The poem is full of anthropomorphisms. The clover has a face, one redder than orchids or rhododendrons. Hers is a 'sturdy little Countenance' that ventures out before frailer flowers that wait for June's longer and warmer days, ready to face the spring winds. And unlike fashion-minded fine ladies, the clover doesn't mind at all that more glamorous flowers fill the hills with their colorful beauty. No, she plays to a higher audience – Noon. She takes all she needs from the sun and measures her worth by the chorus of attendant bees.
Dickinson also genders the flower and the pollinator. As in poems past, it is the flower that is female, the visiting birds, bees, and hummingbirds who are male. They come for the sweet 'Honey' and bear it away. It is a lighter poem than the one where the bee, fainting with hunger or desire, finally reaches his flower and "Round her chamber hums – / Counts his nectars – / Enters – and is lost in Balms"
(Fr205). And yet, the tableau is the same. Then there is the sassy "The Flower must not blame the Bee" (Fr235) where Dickinson counsels the Flower on how to say 'no'.
The admirable clover is not only sturdy and modest, Dickinson claims, but the bravest of all the flowers. Not only the first to bloom, she is the last to surrender. In fact, when she is at last undone by the frosts of fall, she does not acknowledge it as 'Defeat' – instead, we are left to assume she retires for a quiet winter slumber before once more awakening by the kiss of spring.

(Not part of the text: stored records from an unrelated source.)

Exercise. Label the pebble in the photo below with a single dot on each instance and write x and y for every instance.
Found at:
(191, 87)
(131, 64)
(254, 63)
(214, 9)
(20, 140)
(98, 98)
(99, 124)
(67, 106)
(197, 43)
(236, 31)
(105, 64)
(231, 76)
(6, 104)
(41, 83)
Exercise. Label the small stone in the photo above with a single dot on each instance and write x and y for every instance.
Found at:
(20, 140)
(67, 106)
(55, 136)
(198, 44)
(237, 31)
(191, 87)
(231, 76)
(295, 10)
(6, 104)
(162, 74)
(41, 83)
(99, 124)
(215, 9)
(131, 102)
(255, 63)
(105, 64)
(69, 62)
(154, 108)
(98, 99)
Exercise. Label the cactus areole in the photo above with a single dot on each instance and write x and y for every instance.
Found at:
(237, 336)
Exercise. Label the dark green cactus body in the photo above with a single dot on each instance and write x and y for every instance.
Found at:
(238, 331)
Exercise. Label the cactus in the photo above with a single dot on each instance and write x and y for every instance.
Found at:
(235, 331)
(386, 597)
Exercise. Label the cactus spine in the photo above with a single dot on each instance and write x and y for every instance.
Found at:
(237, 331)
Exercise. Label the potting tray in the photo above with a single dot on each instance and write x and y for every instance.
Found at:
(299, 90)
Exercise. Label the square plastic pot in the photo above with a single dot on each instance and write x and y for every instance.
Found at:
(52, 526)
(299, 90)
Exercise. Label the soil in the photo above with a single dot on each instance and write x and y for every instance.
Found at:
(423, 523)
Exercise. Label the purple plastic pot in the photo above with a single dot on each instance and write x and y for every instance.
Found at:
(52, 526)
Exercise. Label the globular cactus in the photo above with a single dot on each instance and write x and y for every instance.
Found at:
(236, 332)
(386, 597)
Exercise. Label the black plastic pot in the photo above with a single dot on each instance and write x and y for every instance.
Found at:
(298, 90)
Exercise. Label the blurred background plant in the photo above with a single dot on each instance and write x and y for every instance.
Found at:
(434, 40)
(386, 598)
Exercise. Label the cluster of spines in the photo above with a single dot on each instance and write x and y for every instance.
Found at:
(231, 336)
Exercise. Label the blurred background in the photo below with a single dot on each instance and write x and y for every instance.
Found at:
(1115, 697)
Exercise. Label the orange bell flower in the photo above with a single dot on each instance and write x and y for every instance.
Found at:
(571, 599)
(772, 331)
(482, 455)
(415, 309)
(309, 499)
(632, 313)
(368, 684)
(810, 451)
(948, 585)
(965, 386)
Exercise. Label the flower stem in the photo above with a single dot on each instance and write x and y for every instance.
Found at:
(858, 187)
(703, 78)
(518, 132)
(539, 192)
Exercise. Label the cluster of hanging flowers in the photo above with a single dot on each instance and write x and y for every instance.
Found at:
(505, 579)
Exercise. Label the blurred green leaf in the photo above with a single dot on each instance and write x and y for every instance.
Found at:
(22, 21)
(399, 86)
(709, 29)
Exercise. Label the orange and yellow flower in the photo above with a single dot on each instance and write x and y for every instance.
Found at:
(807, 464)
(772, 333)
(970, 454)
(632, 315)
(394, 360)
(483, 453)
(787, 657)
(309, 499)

As a gardener, I appreciate this charming plant. It not only attracts pollinators and adds interest to a grassy meadow (or lawn), but it helps all the plants around it by the small nodules on its roots where nitrogen is accumulated. When the roots die, the nitrogen is released into the soil for other plants to use. It is a lovely, living fertilizer.
The poem itself is as delightful as clover. Its meter is fairly regular, but with enough variety to keep it from being sing-song. The quatrains are either alternate iambic tetrameter with iambic trimeter or, in the later quatrains, iambic trimeter with the third line in iambic tetrameter. The second and fourth lines of each quatrain rhyme, but while some rhymes are 'perfect', most are slant. Thus while we have 'desire' paired with 'aspire' and 'Green' with 'seen', we have the more interesting slant rhymes of 'glow' with 'jealousy' and 'last' with 'Frost'. The effect is that the poem trips lightly off the tongue but is not cloying.
Dickinson also makes use of alliteration: in the first stanza, for example, she gives us her frequently employed trinity of Bees, Butterflies, and Birds; in the penultimate stanza we have 'Public', 'Providence', and 'Progress' and 'proclaimed'.
All in all a most satisfying Dickinson nature poem!